Dassault also clarified that the DRAL plant in Nagpur, the cornerstone of which was laid down on October 27, 2017, will manufacture parts for Falcon 2000 business jets and "in a second step", parts for Rafale aircraft.
Dassault Aviation clarified on Wednesday that it had “freely chosen” India’s Reliance Group for a partnership to set up joint-venture Dassault Reliance Aerospace Ltd (DRAL) to manufacture parts for Rafale aircraft and Falcon 2000 business jets. In a statement, Dassault further confirmed that “it has sold 36 Rafale aircraft to India within the framework of the September 2016 Inter-Government Agreement between France and India”.
The aviation company also mentioned that it created the joint venture to deliver the offsets committed to India. “In compliance with the Indian regulations (Defence Procurement Procedure) and as frequent with such a contract, Dassault Aviation has committed to offsets in India worth 50 percent of the value of the purchase”, the release read. “In order to deliver some of these offsets, Dassault Aviation has decided to create a joint venture. Dassault Aviation has freely chosen to make a partnership with India’s Reliance Group”, they further added while stating that DRAL was created on February 10, 2017.
The statement further stated that the Central Works Council was informed about the creation of DRAL on May 11, 2017 by the Chief Operating Officer Loik Segalen, in compliance with French regulations.

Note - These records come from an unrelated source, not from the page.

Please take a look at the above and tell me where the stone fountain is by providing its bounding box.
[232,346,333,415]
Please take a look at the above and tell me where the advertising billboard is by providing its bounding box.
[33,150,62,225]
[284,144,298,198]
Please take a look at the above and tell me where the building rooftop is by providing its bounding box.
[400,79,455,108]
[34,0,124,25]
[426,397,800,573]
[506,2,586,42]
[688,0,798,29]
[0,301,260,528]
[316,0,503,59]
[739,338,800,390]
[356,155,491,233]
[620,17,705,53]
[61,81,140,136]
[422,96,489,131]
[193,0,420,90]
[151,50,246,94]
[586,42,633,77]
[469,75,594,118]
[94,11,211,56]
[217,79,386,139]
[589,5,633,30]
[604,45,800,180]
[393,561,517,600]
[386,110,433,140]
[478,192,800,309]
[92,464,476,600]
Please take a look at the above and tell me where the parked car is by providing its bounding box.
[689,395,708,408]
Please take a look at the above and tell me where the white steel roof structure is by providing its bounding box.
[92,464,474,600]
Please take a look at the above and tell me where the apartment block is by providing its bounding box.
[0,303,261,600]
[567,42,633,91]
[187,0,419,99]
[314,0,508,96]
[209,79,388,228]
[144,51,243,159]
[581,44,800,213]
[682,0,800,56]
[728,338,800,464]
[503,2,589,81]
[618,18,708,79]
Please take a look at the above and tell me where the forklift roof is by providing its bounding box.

Dassault also said that “negotiations are ongoing with a hundred-odd other potential partners” and also confirmed that other partnerships have been signed with companies like “BTSL, DEFSYS, Kinetic, Mahindra, Maini, SAMTEL.”
They also clarified that the DRAL plant in Nagpur, the cornerstone of which was laid down on October 27, 2017, will manufacture parts for Falcon 2000 business jets and “in a second step”, parts for Rafale aircraft. They confirmed that the first Falcon 2000 parts will be delivered by the end of this year, adding that an initial team of Indian managers and skilled workers were trained in France for the manufacturing processes.

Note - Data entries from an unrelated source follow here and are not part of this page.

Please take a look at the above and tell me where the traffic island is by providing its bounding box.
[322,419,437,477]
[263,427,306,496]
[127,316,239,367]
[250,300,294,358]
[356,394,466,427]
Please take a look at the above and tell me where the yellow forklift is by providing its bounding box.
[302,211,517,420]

The Rafale jets were chosen during the United Progressive Alliance (UPA) tenure in 2012. Initially, India had planned to buy 18 off-the-shelf jets from France, with 108 others to be assembled in the country by the state-run aerospace and defence company Hindustan Aeronautics Limited (HAL).
However, in 2015, the Centre led by Prime Minister Narendra Modi scrapped the UPA’s plan and announced that it would buy 36 “ready-to-fly” Rafale jets instead of seeking a technology transfer from France’s Dassault Aviation and making the aircraft in India. The deal was signed in the year 2016.
The Congress has been alleging that the National Democratic Alliance (NDA) government has been procuring each aircraft at a cost of over Rs 1,670 crore as against Rs 526 crore finalised by the then UPA government.
The controversy took a new twist recently after former French President Hollande, with whom the deal was cleared, claimed that the Indian government had proposed Reliance Defence’s name as the offset partner for Dassault Aviation.